Faltaba algo más de tres horas hasta el momento en que Bowrick podía aparecer para recibir su llamada del lunes por la noche, pero decidió llegarse hasta allí para reconocer el terreno. El 7-Eleven estaba en una calle concurrida, de modo que no le fue difícil pasar inadvertido. Aparcó en el lado opuesto de Lincoln ante un parquímetro, desde donde veía con toda claridad la entrada a la tienda. Los parquímetros no funcionaban después de las seis, de modo que no tenía que preocuparse por los agentes de tráfico.
Entró en el establecimiento y compró un vaso grande de Mountain Dew y una cajita de tabaco de mascar Skoal. Cafeína y nicotina, dos malas costumbres forjadas a fuerza de turnos de vigilancia. Debuffier miraba desde una foto borrosa en la portada de un periódico sensacionalista al lado de la caja registradora, junto a otra instantánea de la bolsa de gran tamaño que contenía su cadáver. El titular clamaba: UN ÁNGEL DE DIOS SE DESHACE DE LA BASURA. El teléfono público estaba al fondo, en medio de una hilera de máquinas de videojuegos pasados de moda. Un chavalillo con marcas de viruela le estaba metiendo caña al baile del Ciempiés.
Tim volvió a subirse al coche y esperó sin quitar ojo a las puertas de doble hoja que de vez en cuando desaparecían tras las camionetas y los coches que pasaban. Para no perder la concentración, desconectó el Nextel; el Nokia lo había dejado en el apartamento. Mascó la mitad del tabaco, escupiendo en una lata vacía de Coca-Cola. Le sobrevino un estado hipnótico parecido al que se alcanza cuando se corren largas distancias o se miran fotografías de las vacaciones. Se le durmió el culo. Su reflejo en el espejo retrovisor le confirmó que el moretón que le había provocado Dray en el ojo no tenía prisa por desaparecer, aunque había mermado considerablemente hasta convertirse en una amplia mancha azulada.

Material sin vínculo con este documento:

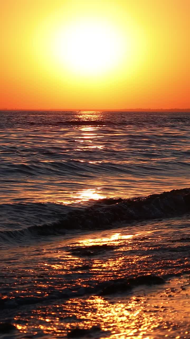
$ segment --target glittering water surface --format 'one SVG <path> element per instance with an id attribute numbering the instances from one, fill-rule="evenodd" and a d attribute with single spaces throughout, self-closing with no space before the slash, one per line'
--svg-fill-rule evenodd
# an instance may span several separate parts
<path id="1" fill-rule="evenodd" d="M 180 113 L 0 113 L 0 201 L 81 203 L 188 187 L 190 124 Z"/>
<path id="2" fill-rule="evenodd" d="M 190 122 L 0 112 L 0 337 L 189 339 Z"/>
<path id="3" fill-rule="evenodd" d="M 189 338 L 190 233 L 186 216 L 2 251 L 0 320 L 17 328 L 4 337 Z M 150 274 L 165 282 L 101 293 Z"/>

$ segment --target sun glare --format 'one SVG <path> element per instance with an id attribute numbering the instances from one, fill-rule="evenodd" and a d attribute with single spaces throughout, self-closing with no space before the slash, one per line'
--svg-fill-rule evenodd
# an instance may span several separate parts
<path id="1" fill-rule="evenodd" d="M 54 39 L 57 60 L 71 71 L 85 75 L 116 66 L 122 54 L 119 33 L 103 23 L 75 23 L 60 29 Z"/>

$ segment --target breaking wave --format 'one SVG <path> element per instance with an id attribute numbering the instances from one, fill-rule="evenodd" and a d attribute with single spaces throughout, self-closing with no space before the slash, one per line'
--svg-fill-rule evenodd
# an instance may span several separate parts
<path id="1" fill-rule="evenodd" d="M 65 235 L 72 230 L 106 229 L 115 222 L 176 216 L 190 210 L 190 188 L 173 190 L 145 197 L 99 199 L 87 207 L 71 207 L 65 214 L 61 213 L 59 218 L 57 211 L 56 221 L 52 220 L 49 223 L 22 229 L 3 230 L 0 232 L 0 242 L 2 244 L 5 242 L 13 244 L 32 238 Z"/>

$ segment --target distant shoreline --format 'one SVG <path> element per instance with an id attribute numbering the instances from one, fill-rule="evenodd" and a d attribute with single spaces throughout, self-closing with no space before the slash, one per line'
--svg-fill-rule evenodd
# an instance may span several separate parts
<path id="1" fill-rule="evenodd" d="M 26 108 L 17 108 L 14 109 L 11 109 L 10 108 L 1 108 L 0 109 L 0 112 L 99 112 L 101 111 L 103 112 L 184 112 L 186 113 L 190 113 L 190 108 L 167 108 L 167 109 L 157 109 L 156 108 L 129 108 L 128 109 L 127 109 L 126 108 L 123 108 L 123 109 L 90 109 L 90 108 L 81 108 L 80 109 L 71 109 L 71 108 L 69 108 L 68 109 L 67 109 L 66 108 L 64 108 L 64 109 L 56 109 L 55 108 L 51 108 L 51 109 L 27 109 Z"/>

Dieron las once y media y pasó el tiempo sin que Bowrick asomara por allí. Tim esperó hasta la una y cuarto, sólo por terquedad. Al cabo abandonó el espacio donde había aparcado, con la espalda dolorida y las encías inflamadas por causa del Skoal; hizo firme propósito de llevar un protector lumbar y comer pipas al día siguiente.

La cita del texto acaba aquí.